I have two arrays of objects (items) in the exact same format. Each item represents a wager, and each array represents one of two outcomes for that wager (ex: Team A vs Team B). Both arrays look like this to start with:
{
"_id": "55762b3de624f37d80d09b34",
"value": 803,
"owner": 923
},
{
"_id": "55762b3dc73fad717a7173ed",
"value": 1457,
"owner": 897
},
...
These arrays differ in length. Let's say array A has 1200 items and array B has 800 items with each item's value ranging from 4 to 5,000. In production each array will likely range from 1000-200,000 entries, so keep efficiency in mind. The goal is to take all the items in array B (lost wagers) and add them to array A (won wagers) so that the value of items in B are distributed evenly by sum of values grouped by user in A. So if you bet three items, you would get those items back plus any number of items from array B.
First I run through array A (winners) and handle the user grouping and summing.

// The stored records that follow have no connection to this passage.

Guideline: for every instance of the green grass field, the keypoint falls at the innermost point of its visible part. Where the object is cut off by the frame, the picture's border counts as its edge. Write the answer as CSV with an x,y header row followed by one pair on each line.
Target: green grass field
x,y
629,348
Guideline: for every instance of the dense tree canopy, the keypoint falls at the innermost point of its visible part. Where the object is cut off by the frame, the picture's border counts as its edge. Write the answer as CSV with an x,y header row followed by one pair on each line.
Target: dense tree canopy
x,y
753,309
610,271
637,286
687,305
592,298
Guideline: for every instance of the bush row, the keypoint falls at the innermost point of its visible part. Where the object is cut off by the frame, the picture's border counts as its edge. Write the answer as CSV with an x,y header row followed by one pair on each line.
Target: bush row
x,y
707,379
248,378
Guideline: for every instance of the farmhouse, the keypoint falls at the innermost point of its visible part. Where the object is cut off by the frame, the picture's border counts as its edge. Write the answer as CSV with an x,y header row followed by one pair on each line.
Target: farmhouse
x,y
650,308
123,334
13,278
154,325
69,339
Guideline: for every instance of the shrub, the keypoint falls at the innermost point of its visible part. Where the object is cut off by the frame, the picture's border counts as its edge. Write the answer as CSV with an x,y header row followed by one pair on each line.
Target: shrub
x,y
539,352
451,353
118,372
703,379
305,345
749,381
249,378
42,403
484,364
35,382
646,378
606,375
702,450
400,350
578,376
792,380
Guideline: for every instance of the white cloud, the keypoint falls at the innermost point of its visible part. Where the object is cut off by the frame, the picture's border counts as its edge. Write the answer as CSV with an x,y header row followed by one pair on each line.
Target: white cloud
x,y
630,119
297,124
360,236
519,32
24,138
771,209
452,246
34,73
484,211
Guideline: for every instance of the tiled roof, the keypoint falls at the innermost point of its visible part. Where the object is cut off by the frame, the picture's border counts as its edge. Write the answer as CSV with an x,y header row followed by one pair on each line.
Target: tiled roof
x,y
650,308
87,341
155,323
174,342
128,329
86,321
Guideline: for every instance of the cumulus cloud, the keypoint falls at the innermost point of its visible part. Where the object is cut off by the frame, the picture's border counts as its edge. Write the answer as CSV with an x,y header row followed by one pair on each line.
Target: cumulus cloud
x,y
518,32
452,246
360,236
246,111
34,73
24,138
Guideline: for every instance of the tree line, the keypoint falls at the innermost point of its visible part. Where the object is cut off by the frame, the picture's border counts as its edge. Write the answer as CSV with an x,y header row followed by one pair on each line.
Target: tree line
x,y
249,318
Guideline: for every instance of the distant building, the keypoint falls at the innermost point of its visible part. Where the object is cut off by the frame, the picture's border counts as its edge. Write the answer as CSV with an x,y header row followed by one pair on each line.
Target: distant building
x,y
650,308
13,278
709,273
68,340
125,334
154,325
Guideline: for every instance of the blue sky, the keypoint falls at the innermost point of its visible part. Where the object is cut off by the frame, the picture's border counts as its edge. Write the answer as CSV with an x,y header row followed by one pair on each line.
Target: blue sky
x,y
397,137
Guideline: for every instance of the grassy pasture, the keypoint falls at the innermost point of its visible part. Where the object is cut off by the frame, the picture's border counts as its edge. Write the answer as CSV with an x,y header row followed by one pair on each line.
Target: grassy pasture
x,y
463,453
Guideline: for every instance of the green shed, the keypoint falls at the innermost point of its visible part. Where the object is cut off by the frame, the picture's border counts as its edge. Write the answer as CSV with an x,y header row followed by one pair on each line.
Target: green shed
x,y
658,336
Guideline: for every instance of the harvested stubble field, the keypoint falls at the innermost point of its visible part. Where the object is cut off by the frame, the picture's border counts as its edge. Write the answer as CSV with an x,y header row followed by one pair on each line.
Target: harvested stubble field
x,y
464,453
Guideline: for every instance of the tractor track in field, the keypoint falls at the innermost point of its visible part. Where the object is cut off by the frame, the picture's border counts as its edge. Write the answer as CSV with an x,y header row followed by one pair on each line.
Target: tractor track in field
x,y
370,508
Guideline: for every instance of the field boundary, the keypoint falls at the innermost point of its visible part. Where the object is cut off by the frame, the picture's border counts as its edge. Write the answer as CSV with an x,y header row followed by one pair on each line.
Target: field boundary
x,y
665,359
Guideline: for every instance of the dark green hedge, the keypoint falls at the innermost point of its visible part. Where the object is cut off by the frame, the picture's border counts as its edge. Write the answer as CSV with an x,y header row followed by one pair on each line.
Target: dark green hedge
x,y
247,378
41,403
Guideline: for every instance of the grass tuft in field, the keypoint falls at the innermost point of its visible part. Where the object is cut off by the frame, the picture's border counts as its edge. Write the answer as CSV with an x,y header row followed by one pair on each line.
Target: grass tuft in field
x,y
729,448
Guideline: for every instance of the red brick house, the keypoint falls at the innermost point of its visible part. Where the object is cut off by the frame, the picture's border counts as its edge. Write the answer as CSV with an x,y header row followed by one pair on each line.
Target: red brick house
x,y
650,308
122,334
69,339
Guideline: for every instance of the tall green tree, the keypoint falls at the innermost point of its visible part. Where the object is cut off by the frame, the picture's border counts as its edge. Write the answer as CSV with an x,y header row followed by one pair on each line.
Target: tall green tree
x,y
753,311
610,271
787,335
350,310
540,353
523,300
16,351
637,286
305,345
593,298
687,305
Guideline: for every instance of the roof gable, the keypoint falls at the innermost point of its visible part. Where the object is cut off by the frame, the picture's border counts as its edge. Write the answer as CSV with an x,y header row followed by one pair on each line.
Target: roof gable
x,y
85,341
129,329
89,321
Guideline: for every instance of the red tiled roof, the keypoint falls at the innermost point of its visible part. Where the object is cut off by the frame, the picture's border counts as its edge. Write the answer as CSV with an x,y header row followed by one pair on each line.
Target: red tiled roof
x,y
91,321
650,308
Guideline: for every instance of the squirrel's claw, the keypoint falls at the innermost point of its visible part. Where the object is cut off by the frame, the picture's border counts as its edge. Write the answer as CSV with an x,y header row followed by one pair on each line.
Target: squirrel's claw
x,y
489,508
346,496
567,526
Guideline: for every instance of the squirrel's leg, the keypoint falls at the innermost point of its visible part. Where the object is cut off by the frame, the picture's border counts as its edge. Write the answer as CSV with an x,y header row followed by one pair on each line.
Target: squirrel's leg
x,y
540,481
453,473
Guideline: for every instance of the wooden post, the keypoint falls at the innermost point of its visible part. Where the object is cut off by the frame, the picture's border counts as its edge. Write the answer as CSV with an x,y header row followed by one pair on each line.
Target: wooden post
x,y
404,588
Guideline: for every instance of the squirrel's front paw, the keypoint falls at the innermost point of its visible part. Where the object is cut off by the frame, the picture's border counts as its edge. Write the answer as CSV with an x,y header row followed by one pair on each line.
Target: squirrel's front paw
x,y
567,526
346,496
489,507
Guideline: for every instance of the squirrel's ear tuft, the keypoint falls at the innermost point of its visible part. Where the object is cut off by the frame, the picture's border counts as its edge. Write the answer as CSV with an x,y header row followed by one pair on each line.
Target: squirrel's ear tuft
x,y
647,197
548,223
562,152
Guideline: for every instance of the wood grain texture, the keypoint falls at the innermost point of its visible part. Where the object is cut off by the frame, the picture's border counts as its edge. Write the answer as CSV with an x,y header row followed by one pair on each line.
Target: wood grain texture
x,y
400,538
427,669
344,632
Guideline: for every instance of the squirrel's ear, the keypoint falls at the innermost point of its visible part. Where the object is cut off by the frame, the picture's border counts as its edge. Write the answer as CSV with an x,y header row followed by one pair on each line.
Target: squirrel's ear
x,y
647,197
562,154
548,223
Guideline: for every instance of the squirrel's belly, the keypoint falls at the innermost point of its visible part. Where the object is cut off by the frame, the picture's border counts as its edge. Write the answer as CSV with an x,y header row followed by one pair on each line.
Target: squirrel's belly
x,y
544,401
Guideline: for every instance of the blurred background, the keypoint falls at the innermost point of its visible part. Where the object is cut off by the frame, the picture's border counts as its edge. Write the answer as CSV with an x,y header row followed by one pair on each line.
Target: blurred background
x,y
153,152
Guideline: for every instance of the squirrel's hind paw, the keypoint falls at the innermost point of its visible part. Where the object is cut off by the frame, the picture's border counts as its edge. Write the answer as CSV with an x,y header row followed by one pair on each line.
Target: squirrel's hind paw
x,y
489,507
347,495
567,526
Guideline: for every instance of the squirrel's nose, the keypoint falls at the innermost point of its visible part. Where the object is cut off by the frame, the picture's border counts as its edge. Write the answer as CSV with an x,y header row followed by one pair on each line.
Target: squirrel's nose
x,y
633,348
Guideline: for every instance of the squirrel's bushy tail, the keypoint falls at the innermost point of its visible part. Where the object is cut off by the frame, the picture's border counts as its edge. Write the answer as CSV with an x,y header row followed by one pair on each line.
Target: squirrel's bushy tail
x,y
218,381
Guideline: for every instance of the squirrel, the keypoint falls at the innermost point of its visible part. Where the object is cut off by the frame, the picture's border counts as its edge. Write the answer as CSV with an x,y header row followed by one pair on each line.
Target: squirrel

Array A is now Object A and looks like this:
'997': // User ID
{ bet: 15090, // Summed value of all items wagered in the below array
items: // Original item IDs from their wager
[ '55762b3dd82338e9683eea9b',
'55762b3dccd4800148eec868',
'55762b3de495cbcd594ecc17',
'55762b3daad995d207c506f0',
'55762b3d2154c4c0e273fe94' ] },
'998':
{ bet: 5196,
items: [ '55762b3da1e658e5cb37ede6', '55762b3d1fca60c0cdd21a2e' ] },
...
Then take the total value of each array and figure out the multiplier to use for each "bet" value (aka: calculate the odds). Using the same randomly generated data this works out to be:
A Total Value: 2,439,112 (entire value of items bet on Team A)
B Total Value: 1,608,947 (entire value of items lost on Team B)
0.6596445755668456 value from B for each A
So, for instance, user 997
's total bet of 15,090 would need to gain ~9,954 of value from array B. When the items from array B are used, they are removed and the _id field is added to the "items" array. Since the values are associated with individual items and not a divisible currency, they cannot be split in order to make perfect change. The values don't have to match up exactly, but should be relatively close. For example, if a user bets 100 and should gain 65.9, they can get items within the 62-68 range if needed. This also means that users who bet very little may end up getting nothing in return depending on the odds, since there is a minimum bet of 4. Ex: If you bet 4, your winnings would be 2.63, but the lowest item value to distribute is 4.
What type of algorithm would be most appropriate for this kind of task? It sounds like something straight out of a textbook, but I have no idea where to start my search.
All this data will eventually be in mongodb, so mongo-specific functions are welcomed as well!